I only dropped my phone could be the famous words…
I dropped my phone and it seemed that the world had ended or someone close to me had died…the tears started… the thoughts, I can’t cope with life.
It lead to my best friend telling me I needed to speak to someone. I’d had ‘a moment’ a couple of weeks before where I couldn’t stop crying. I guess one smile tells a millions story’s…It’s what’s hidden behind it. Therefore when my phone dropped out of my hand, smashed and broke that was the final straw. My best fiend guided me to a website where I searched for a therapist.
Combined with, talking, questioning, emdr etc.
Seeing my therapist every week for 5 months was worth every penny. It sure helped me. The funny things is, we never spoke about the first reason I wanted to chat about. It was deeper than that, and went further back. Unpacking those unopened boxes trapped in your head, realising and breaking those life cycles. I used to be ashamed of telling people I saw a therapist every week.
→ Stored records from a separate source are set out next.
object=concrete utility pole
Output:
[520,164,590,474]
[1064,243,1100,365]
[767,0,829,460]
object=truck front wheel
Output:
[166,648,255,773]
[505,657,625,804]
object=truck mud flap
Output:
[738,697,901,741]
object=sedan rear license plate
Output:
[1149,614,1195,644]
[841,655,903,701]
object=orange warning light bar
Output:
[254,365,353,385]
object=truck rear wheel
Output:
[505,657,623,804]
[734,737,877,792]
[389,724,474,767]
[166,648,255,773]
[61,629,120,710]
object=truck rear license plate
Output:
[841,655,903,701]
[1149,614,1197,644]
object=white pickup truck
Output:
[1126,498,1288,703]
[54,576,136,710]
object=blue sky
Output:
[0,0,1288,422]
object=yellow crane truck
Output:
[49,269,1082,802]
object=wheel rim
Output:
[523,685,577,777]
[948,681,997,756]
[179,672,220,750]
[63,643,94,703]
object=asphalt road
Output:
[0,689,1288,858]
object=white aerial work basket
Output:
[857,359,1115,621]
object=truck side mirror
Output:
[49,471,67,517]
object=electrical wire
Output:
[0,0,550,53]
Once I knew it was helping me, boy was I proud. I was proud that I was looking after myself, putting myself first, and striving to be a better version of myself every day.
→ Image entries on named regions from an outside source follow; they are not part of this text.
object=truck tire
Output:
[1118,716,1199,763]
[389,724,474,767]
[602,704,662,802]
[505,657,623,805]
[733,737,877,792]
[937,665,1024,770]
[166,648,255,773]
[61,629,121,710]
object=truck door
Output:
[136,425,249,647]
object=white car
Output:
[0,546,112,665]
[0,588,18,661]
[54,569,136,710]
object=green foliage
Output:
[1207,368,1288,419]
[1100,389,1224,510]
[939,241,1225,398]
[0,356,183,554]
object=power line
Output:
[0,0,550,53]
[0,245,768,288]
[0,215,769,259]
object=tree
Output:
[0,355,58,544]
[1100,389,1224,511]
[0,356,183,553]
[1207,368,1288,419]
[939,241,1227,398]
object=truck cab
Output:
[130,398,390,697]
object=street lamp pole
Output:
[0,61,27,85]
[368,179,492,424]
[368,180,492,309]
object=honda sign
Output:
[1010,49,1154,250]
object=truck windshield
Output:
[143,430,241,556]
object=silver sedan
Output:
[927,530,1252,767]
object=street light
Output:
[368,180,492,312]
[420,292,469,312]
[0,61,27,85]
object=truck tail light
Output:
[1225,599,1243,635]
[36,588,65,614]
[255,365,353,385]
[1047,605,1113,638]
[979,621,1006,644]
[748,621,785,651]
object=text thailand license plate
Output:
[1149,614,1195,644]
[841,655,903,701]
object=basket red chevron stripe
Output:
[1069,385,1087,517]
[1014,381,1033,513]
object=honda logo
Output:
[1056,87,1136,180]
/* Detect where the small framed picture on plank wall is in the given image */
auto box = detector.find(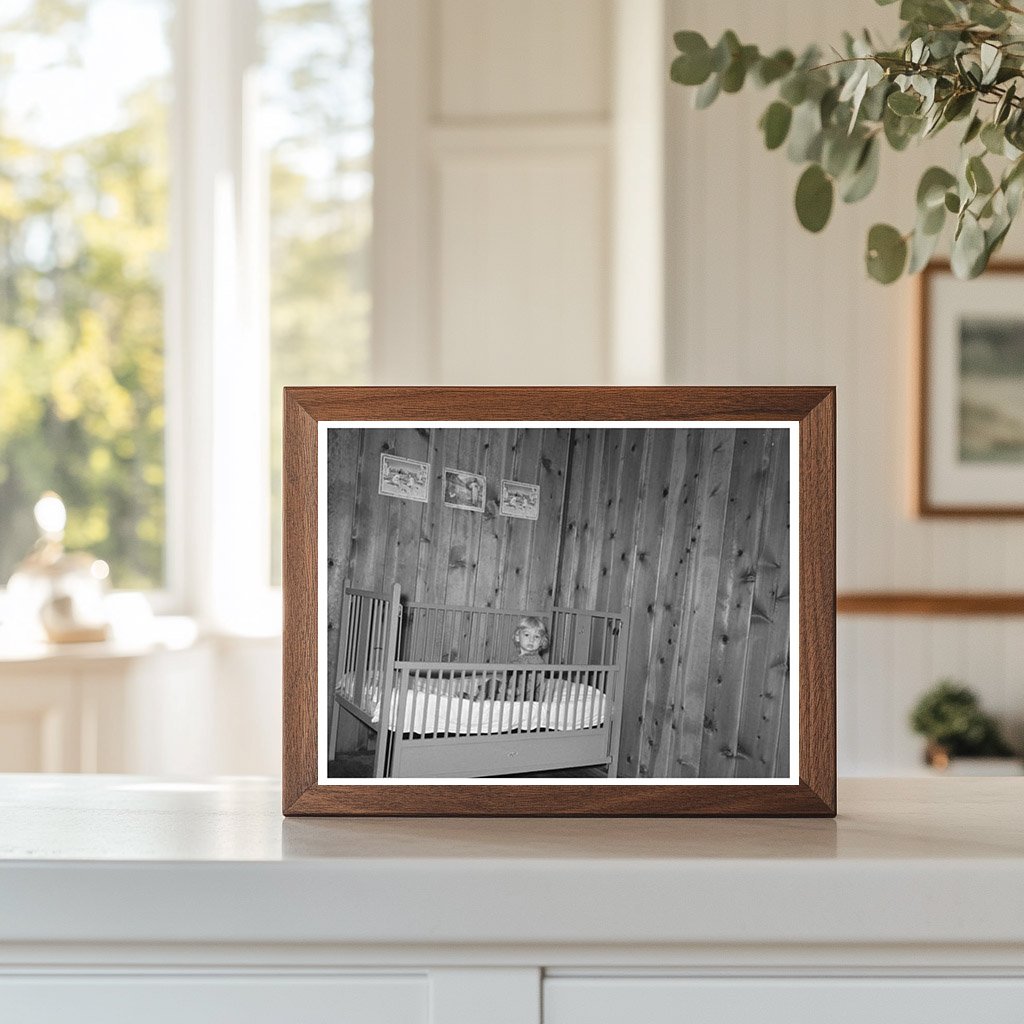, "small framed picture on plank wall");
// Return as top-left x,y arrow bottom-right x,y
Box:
916,262 -> 1024,517
284,387 -> 836,816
It was a long road, lots of tears, hidden memories surfacing. I wouldn’t say I am cured, your mental health has peaks and troughs. But the work I put in during those sessions, I’ve become more able to understand myself, know helpful strategies and know I can always go back if needed.
All it takes is a phone to drop, or an Easter egg to smash (another story), for you to have ‘a moment’.
This is OK! My advice would be to talk to someone about it, get that help you deserve and watch yourself grow.
On another note; We never know what the person next to us is going through, so in a world where you can be anything, be kind.